Philip Turnbull

Personal information
- Born: 7 April 1879 Cardiff, Wales
- Died: 20 October 1930 (aged 51) Cardiff, Wales

Sport
- Sport: Field hockey

Senior career
- Years: Team / Caps / Goals
- 1908: Cardiff / - / -

National team
- Years: Team / Caps / Goals
- 1908: Wales /  / -

Medal record
Representing Great Britain Wales
Olympic Games
| Bronze medal – third place | 1908 London | Team |

= Philip Turnbull =

Field hockey player

Philip Bernard Turnbull (7 April 1879 - 20 October 1930) was a field hockey player from Wales who competed in the 1908 Summer Olympics and won a bronze medal as a member of the Welsh team.

== Biography ==
Turnbull was born in Cardiff, the son of a shipbuilding business owner at Turnbull Brothers. He was educated at Downside College in Bath.

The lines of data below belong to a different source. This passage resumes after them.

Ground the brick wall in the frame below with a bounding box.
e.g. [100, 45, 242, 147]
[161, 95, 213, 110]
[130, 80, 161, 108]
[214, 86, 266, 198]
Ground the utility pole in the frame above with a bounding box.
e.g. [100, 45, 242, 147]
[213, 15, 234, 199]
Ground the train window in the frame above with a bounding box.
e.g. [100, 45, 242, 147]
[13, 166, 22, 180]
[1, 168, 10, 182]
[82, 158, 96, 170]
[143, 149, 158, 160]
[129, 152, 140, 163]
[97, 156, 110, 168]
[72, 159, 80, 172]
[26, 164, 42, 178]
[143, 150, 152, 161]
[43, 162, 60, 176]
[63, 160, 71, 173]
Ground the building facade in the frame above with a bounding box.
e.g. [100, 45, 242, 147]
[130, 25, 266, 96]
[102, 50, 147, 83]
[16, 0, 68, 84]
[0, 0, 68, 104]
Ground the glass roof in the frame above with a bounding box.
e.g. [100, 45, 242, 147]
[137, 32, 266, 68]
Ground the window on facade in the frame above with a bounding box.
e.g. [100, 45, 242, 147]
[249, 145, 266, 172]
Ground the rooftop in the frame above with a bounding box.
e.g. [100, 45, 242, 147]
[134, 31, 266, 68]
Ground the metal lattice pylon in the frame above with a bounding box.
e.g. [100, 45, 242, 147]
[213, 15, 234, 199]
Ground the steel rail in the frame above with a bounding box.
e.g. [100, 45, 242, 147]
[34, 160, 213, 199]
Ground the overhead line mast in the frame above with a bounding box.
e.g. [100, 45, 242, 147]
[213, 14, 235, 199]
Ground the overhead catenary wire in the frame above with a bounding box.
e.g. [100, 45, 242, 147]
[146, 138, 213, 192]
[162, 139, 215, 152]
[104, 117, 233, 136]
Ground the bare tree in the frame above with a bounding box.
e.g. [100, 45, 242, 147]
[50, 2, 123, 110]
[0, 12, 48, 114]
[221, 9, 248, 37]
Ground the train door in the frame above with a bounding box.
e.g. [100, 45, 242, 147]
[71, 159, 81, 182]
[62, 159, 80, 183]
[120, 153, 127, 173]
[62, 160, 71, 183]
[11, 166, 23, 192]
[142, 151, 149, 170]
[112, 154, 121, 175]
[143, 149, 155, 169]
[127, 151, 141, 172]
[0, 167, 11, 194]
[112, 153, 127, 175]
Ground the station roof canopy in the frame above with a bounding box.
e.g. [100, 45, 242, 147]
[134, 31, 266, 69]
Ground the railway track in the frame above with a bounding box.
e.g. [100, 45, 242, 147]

With only six teams participating in the field hockey tournament at the 1908 Olympic Games in London, he represented Wales under the Great British flag, where the team were awarded a bronze medal despite Wales only playing in and losing one match. Both he and his cousin Bertrand Turnbull were in the team.

He played club hockey for Cardiff Hockey Club.

One of his sons, Maurice, played Test cricket for England and rugby union for Wales.